As I mentioned, my area of interest is embezzlement, so I can’t speak to fabricated earnings or other misbehavior by management. In the area of embezzlement, however, I’ll suggest that it’s not the place of external auditors to detect theft of assets by employees, officers, or vendors. To the extent they find it, after all, all that will do is discover a crime that has already been committed. Auditors should instead spend more time with an honest and realistic examination of their clients’ control environments, leading to specific recommendations and possibly disclosures in Notes or D&A.
Time and treasure spent on prevention will always cost less than time and treasure spent on prosecuting and replacing offenders (and there will be fewer PR problems). Not only that — but assets never stolen never have to be recovered.
Tom Hughes
Via E-mail
It would seem that matters concerning corporate financial reporting and the integrity of audited financial statements should be considered more holistically. I suggest that current audit-committee rules and practices be reformed.
Audit-committee service by any one individual for more than five years presents a similar risk to having long-term, uninterrupted service by a CPA firm. We’d like to think that “familiarity breeds contempt,” but, unfortunately, we have witnessed the opposite effect, with disastrous results. Also, requiring just one “finance expert” on the audit committee seems insufficient given the focus of audit-committee work on finance, accounting, and internal-control issues.
Jonathan B. Schiff, Ph.D.
Professor of Accounting
Fairleigh Dickinson University
Teaneck, New Jersey
Don’t Cast Aside the Employer-Employee Contract
Regarding “An Eroding Compact?” your Letter from the Editor in the October issue: for those of us over 50, the compact between American workers, their companies, and the federal government once included employment for as long as you wanted to work (provided you didn’t screw up) and a retirement that was due you for your years of service. Those things have fallen away, but a compact described as “a decent salary and good benefits [and] maybe a raise once in a while” has to still be a part of CFO/leadership decision-making.

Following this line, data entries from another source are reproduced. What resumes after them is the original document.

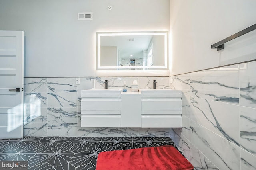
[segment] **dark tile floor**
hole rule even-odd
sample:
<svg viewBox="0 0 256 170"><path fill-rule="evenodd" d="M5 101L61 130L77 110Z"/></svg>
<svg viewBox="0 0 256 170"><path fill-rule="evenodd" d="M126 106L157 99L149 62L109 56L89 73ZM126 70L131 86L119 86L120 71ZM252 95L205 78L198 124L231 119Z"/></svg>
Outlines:
<svg viewBox="0 0 256 170"><path fill-rule="evenodd" d="M27 137L0 139L0 161L28 161L30 170L94 170L101 152L167 145L175 146L167 137Z"/></svg>

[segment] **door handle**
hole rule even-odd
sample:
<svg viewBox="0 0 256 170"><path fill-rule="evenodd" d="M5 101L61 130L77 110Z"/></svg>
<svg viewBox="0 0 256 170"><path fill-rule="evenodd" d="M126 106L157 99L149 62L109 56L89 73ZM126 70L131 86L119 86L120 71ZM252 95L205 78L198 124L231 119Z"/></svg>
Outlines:
<svg viewBox="0 0 256 170"><path fill-rule="evenodd" d="M16 92L20 92L20 88L16 88L15 89L9 89L9 91L15 91Z"/></svg>

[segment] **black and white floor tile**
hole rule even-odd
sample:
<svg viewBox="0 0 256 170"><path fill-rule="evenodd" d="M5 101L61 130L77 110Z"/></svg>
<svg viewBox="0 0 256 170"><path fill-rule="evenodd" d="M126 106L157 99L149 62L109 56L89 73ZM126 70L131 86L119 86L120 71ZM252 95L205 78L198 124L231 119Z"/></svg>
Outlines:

At issue are the modifiers: “decent,” “good,” and “once in a while” are defined differently now. Clear and consistent communication of expectations for those modifiers is the key to an effective compact with all employees at all levels, but the benefits don’t have to be lavish to exist and make the compact real. Any organization that truly casts these concepts and the compact aside in favor of “disposable employees” may not be around for long. But if that is our future, I worry for it.
Bill Rohrer
Vice President and Chief Operating Officer
Red Magasin Inc.
Oshkosh, Wisconsin
CFOs are to capitalism as bus drivers are to buses. Steer, brake, accelerate, open/close doors. Please allow me to take exception to your cavalier exclusion of finance chiefs from accountability for the triumph of the few over the many.
As members of the business ruling class “few,” CFOs have the responsibility to move not just a select few on the bus of capitalism safely and efficiently, but to move everyone on the bus safely and efficiently to their destination. Moving the few while throwing the rest under the bus is bad for capitalism and for our republic, as we’re now discovering.
CFOs have to man-up to their part in capitalism’s failures and the triumph of the few over the many, which is making a mockery of our constitutional democracy.